Sampai di Pattaya sekitar pukul enam sore waktu setempat. Hari sudah mulai
gelap, dan saya masih bingung mau stay
di mana. Si bapak sopir gak bisa bahasa inggris, dia kekeh berbahasa Thai, mengira saya orang Thailand juga mungkin. Akhirnya dia menyerah, dan
menyuruh salah seorang penumpang asli Thailand yang bisa berbahasa inggris
untuk bertanya ke saya, mau turun di mana. Saya bilang mau turun di deket tourist area aja, yang ada mall gede atau yang ada banyak hotelnya.
Akhirnya saya diturunin di sekitar Hotel Hilton. Saat itu saya keluar dari mobil. Mobil Limousin. Saya pun keluar dengan terpaan angin (seolah seperti blower yang menerpa Syahrini ketika lagi manggung) membuat rambut saya terkibas dan pakaian saya tergerai seksi. Wartawan pun berdatangan sambil mengambil foto dan menyodorkan mic ke arah saya untuk di wawancara. Saya cuma bilang "no comment no comment" sambil berlalu menggendong si anjing Cihuahua yang kecil mungil kutil panuan tanpa bulu. Sampai akhirnya "PRAAAAAAK" kaki saya kejepit pintu mobil van dan saya pun sadar! Eaaaa! Ini bapak sopir, dikira saya sepupunya Paris Hilton apa! Saya bokek, gak punya duit nginep di hotel mewah.
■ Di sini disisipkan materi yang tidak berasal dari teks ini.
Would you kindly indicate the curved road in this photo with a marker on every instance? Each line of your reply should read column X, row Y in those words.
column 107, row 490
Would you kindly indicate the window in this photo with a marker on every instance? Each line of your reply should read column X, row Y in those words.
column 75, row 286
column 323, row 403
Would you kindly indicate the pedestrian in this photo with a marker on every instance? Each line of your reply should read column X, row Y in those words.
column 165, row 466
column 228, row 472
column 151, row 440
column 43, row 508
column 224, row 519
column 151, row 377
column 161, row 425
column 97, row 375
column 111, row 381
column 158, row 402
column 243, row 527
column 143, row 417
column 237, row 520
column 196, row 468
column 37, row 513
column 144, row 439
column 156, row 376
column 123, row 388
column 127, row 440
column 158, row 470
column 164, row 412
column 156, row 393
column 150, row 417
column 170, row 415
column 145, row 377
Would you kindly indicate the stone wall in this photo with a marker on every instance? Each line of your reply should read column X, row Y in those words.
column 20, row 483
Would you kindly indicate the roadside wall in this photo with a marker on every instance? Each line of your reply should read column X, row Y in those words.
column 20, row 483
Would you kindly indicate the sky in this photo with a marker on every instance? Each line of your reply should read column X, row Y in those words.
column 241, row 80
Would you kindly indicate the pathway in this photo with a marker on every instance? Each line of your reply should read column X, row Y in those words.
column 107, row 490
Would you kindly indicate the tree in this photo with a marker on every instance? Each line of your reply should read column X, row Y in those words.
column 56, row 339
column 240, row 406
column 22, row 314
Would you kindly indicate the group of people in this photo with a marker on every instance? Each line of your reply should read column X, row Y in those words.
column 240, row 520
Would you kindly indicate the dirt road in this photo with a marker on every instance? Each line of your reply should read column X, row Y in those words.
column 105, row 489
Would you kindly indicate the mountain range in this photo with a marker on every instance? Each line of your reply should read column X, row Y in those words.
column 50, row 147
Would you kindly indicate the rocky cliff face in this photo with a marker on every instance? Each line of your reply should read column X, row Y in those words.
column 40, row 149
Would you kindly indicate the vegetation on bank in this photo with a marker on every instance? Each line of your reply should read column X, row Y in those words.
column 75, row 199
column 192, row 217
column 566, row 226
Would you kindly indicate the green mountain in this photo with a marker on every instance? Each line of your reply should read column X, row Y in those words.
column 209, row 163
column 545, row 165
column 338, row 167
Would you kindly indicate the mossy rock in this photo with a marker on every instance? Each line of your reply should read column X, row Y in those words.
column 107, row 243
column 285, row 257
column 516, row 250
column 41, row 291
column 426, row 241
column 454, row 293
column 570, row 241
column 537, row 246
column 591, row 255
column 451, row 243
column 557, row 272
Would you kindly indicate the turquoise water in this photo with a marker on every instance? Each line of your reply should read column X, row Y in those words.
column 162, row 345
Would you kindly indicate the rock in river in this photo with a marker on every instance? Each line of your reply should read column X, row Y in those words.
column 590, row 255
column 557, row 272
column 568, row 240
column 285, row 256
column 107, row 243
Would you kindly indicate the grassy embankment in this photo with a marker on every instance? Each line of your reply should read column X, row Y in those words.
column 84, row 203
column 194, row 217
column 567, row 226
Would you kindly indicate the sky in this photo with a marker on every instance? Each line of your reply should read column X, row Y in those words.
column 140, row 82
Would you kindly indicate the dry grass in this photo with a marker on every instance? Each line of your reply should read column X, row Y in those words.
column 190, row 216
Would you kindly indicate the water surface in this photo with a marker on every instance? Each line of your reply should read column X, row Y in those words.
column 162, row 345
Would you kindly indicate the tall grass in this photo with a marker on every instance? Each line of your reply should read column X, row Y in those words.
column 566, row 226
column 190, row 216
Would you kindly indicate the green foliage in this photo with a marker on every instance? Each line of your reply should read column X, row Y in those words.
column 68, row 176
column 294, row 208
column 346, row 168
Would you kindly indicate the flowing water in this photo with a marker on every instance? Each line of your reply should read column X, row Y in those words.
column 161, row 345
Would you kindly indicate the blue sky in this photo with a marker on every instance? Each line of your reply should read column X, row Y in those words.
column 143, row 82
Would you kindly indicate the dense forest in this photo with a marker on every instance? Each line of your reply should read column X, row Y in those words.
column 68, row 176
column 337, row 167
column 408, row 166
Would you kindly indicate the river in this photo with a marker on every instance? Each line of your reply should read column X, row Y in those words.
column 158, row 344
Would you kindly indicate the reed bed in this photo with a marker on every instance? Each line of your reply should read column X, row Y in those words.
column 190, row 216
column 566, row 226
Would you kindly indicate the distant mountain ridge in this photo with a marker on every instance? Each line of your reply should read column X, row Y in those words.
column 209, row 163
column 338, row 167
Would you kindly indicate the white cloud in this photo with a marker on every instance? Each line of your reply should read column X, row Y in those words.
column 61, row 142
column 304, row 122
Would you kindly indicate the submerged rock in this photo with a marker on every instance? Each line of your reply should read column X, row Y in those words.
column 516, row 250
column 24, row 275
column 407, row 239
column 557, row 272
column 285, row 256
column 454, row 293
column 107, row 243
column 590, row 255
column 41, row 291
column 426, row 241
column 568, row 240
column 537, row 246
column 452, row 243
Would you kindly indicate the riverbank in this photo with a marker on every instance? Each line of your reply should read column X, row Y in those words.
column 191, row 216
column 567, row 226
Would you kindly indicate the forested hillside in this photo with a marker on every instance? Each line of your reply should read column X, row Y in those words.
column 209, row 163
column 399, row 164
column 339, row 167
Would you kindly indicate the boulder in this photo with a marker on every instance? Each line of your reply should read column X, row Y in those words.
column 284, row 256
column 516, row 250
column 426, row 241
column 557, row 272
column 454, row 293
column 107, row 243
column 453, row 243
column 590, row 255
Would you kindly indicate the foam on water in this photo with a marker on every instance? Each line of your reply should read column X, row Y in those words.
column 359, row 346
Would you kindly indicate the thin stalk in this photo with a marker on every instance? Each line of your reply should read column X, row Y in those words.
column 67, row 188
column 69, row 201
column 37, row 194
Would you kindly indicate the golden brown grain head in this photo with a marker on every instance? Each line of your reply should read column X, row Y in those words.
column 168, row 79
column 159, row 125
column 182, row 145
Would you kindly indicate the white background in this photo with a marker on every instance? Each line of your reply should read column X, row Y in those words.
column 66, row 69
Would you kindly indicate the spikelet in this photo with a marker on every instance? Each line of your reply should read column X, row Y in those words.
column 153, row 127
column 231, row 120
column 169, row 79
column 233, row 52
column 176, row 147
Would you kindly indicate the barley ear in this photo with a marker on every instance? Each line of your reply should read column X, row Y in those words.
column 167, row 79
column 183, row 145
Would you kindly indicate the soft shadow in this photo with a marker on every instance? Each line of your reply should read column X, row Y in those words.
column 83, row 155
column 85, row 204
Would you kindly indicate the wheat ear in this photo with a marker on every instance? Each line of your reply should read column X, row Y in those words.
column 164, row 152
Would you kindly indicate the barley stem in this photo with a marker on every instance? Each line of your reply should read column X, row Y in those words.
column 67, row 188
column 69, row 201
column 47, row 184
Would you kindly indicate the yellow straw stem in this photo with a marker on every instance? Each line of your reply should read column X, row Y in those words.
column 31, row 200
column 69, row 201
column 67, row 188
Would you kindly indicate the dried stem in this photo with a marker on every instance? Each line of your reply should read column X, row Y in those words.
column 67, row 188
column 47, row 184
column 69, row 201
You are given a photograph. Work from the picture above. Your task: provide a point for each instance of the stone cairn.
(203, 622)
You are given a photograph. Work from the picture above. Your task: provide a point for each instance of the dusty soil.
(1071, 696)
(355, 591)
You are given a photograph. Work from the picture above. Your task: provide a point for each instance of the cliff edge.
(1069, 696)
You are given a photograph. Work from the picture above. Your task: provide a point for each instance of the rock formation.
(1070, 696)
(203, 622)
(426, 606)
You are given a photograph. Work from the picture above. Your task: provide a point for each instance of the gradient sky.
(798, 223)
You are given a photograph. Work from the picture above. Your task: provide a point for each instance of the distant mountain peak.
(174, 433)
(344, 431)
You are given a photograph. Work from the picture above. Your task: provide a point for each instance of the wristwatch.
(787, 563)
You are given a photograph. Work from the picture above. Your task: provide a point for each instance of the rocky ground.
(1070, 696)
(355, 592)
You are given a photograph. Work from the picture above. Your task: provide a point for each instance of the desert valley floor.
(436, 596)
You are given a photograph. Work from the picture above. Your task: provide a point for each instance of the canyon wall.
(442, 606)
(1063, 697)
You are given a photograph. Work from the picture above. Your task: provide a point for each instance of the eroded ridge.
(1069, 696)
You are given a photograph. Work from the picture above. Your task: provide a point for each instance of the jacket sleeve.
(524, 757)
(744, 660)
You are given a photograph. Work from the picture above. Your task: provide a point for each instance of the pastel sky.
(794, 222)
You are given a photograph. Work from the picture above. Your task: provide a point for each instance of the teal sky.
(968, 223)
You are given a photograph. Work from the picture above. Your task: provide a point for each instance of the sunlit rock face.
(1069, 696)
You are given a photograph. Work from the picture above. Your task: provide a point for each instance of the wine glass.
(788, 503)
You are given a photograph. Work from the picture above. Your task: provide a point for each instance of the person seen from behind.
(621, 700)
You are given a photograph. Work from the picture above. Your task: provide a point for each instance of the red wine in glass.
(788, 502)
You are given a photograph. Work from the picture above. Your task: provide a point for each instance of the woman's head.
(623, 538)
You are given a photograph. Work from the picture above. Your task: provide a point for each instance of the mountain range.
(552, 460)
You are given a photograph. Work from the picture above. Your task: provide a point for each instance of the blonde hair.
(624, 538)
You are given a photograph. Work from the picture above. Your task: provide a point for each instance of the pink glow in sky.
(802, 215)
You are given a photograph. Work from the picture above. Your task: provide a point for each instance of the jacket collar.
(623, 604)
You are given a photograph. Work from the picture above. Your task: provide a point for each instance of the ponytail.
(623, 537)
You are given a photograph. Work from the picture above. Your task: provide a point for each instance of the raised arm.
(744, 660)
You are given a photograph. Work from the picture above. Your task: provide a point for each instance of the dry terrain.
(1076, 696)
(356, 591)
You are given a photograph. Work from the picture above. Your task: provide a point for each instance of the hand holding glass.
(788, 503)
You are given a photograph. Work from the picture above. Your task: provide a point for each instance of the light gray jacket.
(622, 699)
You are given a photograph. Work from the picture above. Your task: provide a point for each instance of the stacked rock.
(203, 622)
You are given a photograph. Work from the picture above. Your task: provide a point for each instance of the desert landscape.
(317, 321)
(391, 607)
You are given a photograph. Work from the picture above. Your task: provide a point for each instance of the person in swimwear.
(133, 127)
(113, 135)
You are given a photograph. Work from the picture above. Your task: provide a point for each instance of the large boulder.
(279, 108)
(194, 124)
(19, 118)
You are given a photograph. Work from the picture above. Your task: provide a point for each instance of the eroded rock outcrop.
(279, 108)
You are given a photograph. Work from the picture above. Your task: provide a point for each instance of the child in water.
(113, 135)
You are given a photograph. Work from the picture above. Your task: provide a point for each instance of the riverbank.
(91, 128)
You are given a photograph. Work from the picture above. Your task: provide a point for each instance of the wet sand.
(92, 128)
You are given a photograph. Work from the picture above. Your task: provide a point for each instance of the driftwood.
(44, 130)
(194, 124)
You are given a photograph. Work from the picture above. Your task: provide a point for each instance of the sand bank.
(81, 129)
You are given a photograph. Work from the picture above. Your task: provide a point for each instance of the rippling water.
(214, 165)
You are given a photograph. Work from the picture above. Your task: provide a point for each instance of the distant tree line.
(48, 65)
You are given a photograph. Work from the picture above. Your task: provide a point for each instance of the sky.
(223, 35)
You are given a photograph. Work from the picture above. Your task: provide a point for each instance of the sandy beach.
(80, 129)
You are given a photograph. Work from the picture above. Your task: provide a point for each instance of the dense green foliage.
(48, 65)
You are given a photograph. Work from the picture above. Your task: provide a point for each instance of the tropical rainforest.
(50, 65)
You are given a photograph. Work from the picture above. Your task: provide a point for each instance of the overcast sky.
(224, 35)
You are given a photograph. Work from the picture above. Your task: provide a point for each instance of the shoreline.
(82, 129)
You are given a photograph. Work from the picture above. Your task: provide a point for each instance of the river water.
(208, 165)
Akhirnya saya pun turun, sambil gontai menyeret tas backpacking, mencari-cari di mana ada penginapan dengan harga
yang terjangkau.
Saya buka map, sambil bertanya-tanya
di mana ada banyak guesthouse sekitar
sini. Akhirnya saya mendapat ilham, bahwa katanya, di 2nd street ada banyak. Jalan yang saya lalui adalah 1st street, jalur
dekat pantai, untuk ke 2nd
street cukup berjalan lagi saja lewat gang kecil di antara hotel-hotel atau
bar yang ada di sekitar. Saat itu saya bener-bener capek, sampai akhirnya berhasil menemukan guesthouse yang pas, harganya
terjangkau dan fasilitas serta kamarnya juga gede, nyaman! 450 Baht/Malam. Yang
paling saya suka ada Wi-fi super kenceng. Gratis lagi! Wah bisa download banyak bokep nih, lumayan.
Setelah
mengheningkan cipta sejenak, then
mandi, saya pun siap untuk mengeksplorasi Pattaya, gak sabar! Memang beginilah
kalau traveling, walaupun capek, tapi
kalau sudah nyampe di tempat tujuan baru, rasa capek langsung tergantikan
oleh rasa penasaran. At least kalo
sudah menjelang petang gini, setidaknya hunting
for food hawkers! Saya pun keluar menapaki trotoar (dengan sandal jepit
kesayangan, sambil goyang ala Rihanna di video klipnya “What’s My Name”, tapi boong!) yang dipenuhi penjual souvenir.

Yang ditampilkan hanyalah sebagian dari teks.